Update 12/16/2008: It starting to look like the mcycle consumption values I observed in GAE’s logs were accurate. The GAE team just released a new quota details page that shows both general CPU and datastore CPU and I’m seeing both get consumed pretty heavily by datastore puts. GAE also has not confirmed that issue 814, which tracks the apparent inaccuracy of the logs, is a real issue, but they did resolve issue 786 as a duplicate of 814 right quick.
Update 2/23/2009: Google removed the soft cap (“High CPU Requests” quota) on 2/13.
Well after getting my then current progress on Project Fangorn deployed to Google App Engine and spending some time playing it and fixing a few bugs, I started looking into the performance metrics in the logs. One in particular was literally raising red flags and that was number of megacycles (mcycles) used per request. Getting the overview page was taking around 9000 mcycles and issuing any command was taking anywhere from 12000 to 21000 depending on the command.
App Engine has a soft cap of 1000 mcycles. Its a soft cap as the first request that goes over isn’t kill by the infrastructure. Google hasn’t been specific about exactly when it kicks in other then that requests consuming more then 1000 mcycles can do it.
I started investigating the serving of the overview page first as that is the most frequently requested page. After some code restructuring and making use of Google’s memcache API I was able to get down from 9000 mcycles to an average of 368 mcycles. Good deal.
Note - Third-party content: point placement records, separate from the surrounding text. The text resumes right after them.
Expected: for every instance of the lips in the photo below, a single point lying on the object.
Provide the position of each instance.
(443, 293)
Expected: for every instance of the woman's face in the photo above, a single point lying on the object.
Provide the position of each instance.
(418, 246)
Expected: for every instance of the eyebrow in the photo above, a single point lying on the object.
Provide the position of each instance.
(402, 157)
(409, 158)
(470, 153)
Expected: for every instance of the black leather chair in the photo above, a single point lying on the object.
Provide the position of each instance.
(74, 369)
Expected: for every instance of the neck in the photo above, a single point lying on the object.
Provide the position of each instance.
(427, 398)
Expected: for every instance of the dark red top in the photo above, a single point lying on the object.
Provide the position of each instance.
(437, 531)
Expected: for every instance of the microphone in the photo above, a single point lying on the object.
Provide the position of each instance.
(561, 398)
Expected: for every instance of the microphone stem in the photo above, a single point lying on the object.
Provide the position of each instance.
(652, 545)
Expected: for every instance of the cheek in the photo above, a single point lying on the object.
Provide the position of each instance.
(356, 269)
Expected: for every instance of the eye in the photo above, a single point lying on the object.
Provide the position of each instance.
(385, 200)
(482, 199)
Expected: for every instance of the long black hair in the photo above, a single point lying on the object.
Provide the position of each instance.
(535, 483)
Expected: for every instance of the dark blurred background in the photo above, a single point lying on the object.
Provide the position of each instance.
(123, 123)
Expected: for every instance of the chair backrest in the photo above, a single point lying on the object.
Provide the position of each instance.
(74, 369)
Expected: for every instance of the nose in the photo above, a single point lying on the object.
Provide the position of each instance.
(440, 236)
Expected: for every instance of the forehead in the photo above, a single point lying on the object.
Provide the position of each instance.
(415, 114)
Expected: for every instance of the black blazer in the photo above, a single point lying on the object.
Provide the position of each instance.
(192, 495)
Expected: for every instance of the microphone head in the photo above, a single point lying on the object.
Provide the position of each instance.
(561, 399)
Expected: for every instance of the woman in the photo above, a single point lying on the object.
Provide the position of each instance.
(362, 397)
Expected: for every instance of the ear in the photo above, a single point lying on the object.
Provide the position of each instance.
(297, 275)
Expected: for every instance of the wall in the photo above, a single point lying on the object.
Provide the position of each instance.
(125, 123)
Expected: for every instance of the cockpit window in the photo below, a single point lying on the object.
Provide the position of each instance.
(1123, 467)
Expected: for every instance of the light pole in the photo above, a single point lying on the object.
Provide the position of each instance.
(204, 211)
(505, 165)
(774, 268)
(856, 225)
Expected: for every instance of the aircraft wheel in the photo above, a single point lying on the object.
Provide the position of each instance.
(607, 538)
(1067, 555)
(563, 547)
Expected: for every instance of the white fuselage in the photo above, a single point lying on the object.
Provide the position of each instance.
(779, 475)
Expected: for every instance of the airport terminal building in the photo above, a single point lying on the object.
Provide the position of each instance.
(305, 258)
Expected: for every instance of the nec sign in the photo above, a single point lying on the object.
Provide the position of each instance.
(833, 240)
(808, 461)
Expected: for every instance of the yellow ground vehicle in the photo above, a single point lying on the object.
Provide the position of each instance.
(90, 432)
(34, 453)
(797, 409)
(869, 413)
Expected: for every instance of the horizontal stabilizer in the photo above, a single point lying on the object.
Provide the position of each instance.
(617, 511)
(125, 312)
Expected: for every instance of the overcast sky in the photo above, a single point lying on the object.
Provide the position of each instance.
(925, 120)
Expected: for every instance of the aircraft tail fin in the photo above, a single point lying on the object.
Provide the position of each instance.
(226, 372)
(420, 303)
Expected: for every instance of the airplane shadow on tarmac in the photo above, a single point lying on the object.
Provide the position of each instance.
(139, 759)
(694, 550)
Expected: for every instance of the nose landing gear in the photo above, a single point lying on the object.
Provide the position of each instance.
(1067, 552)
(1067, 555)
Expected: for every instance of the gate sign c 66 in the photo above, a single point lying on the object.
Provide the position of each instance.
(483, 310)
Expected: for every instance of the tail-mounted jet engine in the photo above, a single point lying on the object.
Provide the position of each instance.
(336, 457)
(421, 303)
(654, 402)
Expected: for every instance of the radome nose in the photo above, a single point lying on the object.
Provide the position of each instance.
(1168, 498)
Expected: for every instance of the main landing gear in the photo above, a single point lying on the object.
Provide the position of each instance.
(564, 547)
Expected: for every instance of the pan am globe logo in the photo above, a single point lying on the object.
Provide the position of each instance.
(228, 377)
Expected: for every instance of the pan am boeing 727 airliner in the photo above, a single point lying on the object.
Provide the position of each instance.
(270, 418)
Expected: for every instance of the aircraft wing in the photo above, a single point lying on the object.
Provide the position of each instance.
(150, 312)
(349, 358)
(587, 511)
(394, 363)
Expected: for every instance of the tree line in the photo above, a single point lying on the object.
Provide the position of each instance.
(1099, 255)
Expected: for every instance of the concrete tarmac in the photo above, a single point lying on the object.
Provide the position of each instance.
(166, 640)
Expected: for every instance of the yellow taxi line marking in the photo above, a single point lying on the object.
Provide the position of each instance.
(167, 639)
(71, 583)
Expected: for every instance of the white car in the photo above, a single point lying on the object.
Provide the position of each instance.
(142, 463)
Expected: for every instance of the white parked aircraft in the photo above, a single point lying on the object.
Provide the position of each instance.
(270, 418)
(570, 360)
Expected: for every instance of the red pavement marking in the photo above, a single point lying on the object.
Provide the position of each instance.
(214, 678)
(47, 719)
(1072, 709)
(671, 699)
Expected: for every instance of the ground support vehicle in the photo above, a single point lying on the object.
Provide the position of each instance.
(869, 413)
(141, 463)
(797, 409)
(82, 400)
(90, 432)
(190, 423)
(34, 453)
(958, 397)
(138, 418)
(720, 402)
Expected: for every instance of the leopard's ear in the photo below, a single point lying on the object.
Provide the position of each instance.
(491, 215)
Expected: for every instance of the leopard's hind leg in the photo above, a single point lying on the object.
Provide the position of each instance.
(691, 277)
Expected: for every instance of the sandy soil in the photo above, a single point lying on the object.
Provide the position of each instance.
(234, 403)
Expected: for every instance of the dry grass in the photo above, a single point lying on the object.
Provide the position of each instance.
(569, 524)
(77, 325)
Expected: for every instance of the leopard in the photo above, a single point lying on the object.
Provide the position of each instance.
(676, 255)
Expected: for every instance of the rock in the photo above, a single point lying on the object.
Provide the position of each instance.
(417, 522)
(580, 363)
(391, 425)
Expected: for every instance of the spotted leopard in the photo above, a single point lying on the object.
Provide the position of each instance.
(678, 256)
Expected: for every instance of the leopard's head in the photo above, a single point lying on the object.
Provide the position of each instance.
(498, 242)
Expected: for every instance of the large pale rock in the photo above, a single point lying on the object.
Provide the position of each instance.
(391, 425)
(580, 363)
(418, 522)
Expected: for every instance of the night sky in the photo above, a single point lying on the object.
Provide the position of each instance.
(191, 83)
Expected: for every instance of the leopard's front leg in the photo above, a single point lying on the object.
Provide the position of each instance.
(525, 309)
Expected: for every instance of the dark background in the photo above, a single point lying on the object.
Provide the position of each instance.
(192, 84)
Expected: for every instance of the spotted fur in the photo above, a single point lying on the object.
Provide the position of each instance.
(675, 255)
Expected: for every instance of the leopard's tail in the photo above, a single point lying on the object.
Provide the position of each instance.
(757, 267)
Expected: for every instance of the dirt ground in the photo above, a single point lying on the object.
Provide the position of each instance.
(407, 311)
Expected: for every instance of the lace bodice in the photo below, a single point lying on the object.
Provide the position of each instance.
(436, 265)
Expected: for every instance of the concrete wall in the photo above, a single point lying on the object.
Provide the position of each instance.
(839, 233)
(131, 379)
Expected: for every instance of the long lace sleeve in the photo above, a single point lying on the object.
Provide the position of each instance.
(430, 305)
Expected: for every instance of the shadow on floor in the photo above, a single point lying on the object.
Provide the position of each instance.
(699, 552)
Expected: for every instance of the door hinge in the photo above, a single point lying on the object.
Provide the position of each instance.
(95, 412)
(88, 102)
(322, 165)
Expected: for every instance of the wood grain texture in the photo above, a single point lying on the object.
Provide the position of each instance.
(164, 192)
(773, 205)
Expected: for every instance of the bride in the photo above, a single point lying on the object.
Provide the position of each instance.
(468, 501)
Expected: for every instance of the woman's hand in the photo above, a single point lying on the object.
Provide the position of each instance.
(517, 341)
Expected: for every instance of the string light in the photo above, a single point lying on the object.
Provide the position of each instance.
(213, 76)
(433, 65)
Next I started looking into where all of the mcycle consumption was on processing game commands. Turns out nearly all of it is GAE datastore put (i.e. save) calls. Putting the absolute simplest entity takes 715 mcycles, putting an entity with just 4 properties is taking 864 mcycles, and putting an entity with a list of 40 strings each of 14 characters in length takes 2140 mcycles. That’s only the time to put the entity. If you are doing an arithmetic update to an existing entity you need to get it first before putting it to ensure you are doing the math on the current state of the data. The net results if you have an entity with more then handful or properties to update you’ll consistently be over the 1000 mcycle cap when processing user input and you can forget about updating two entities during on request.
I’ve raised the issue on the GAE discussion group here and here and I’ve also created issue 786 in their issue database to track this issue, but so far no response from any GAE folks. For the time being I’m halting development on Project Fangorn, as I need to be able update multiple entities when processing a user’s command without GAE temporarily ceasing to serve my application.